Chronic obstructive pulmonary disease (COPD) is a leading cause of morbidity and mortality worldwide. Indications for the use of long-acting beta-agonists (LABAs) and inhaled corticosteroids (ICS) in patients with COPD are described in the various international guidelines, but no special recommendations are made concerning the use of combination inhalers containing a LABA as well as an ICS. To determine the place of combination inhalers in the treatment of COPD we reviewed recent literature concerning this subject. On molecular level ICS/LABA combination therapy has anti-inflammatory properties which cannot be attributed to ICS alone. All clinical studies indicate that the two available combinations (salmeterol/fluticasone and formoterol/budesonide) significantly reduce exacerbation rate of moderate/severe exacerbations when compared with placebo.

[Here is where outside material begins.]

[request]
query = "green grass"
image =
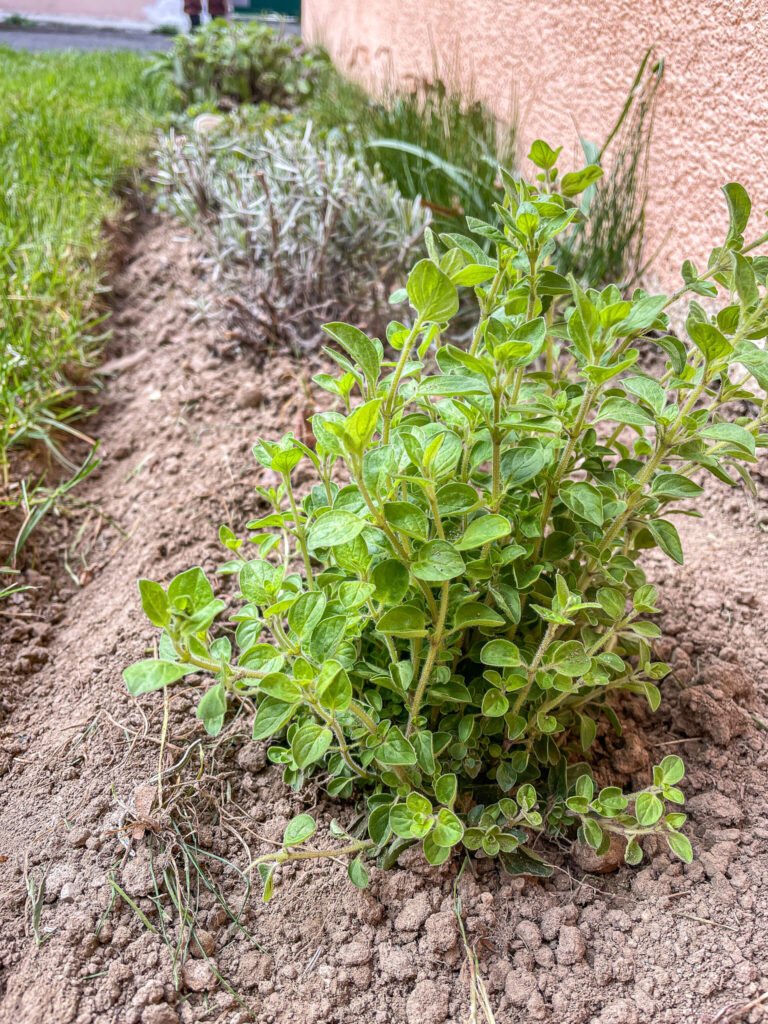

Some studies also showed a significant reduction in exacerbation rate compared with LABA monotherapy, but not compared with ICS monotherapy. From the patient's perspective, ICS/LABA combination inhalers are the first choice when both need to be prescribed, possibly improving patient compliance for ICS. Currently little evidence is available to predict if flexible treatment with LABA/ICS combination inhalers will improve disease control in COPD. Further studies are needed to elucidate the clinical benefit of combination inhalers versus the individual components in different inhalers, and to investigate the clinical benefit of flexible dosing of combination inhalers in patients with COPD.

摘要

慢性阻塞性肺疾病(COPD)是全球发病和死亡的主要原因。各种国际指南中描述了慢性阻塞性肺疾病患者使用长效β受体激动剂(LABA)和吸入性糖皮质激素(ICS)的指征,但对于含有LABA和ICS的联合吸入器的使用未给出特别建议。为了确定联合吸入器在慢性阻塞性肺疾病治疗中的地位,我们回顾了有关该主题的近期文献。在分子水平上,ICS/LABA联合治疗具有抗炎特性,这不能仅归因于ICS。所有临床研究表明,与安慰剂相比,两种可用的联合制剂(沙美特罗/氟替卡松和福莫特罗/布地奈德)可显著降低中重度加重的加重率。一些研究还表明,与LABA单药治疗相比,加重率显著降低,但与ICS单药治疗相比则不然。从患者的角度来看,当两者都需要处方时,ICS/LABA联合吸入器是首选,可能会提高患者对ICS的依从性。目前几乎没有证据可以预测LABA/ICS联合吸入器的灵活治疗是否会改善慢性阻塞性肺疾病的疾病控制。需要进一步的研究来阐明联合吸入器与不同吸入器中各单一成分相比的临床益处,并研究联合吸入器灵活给药对慢性阻塞性肺疾病患者的临床益处。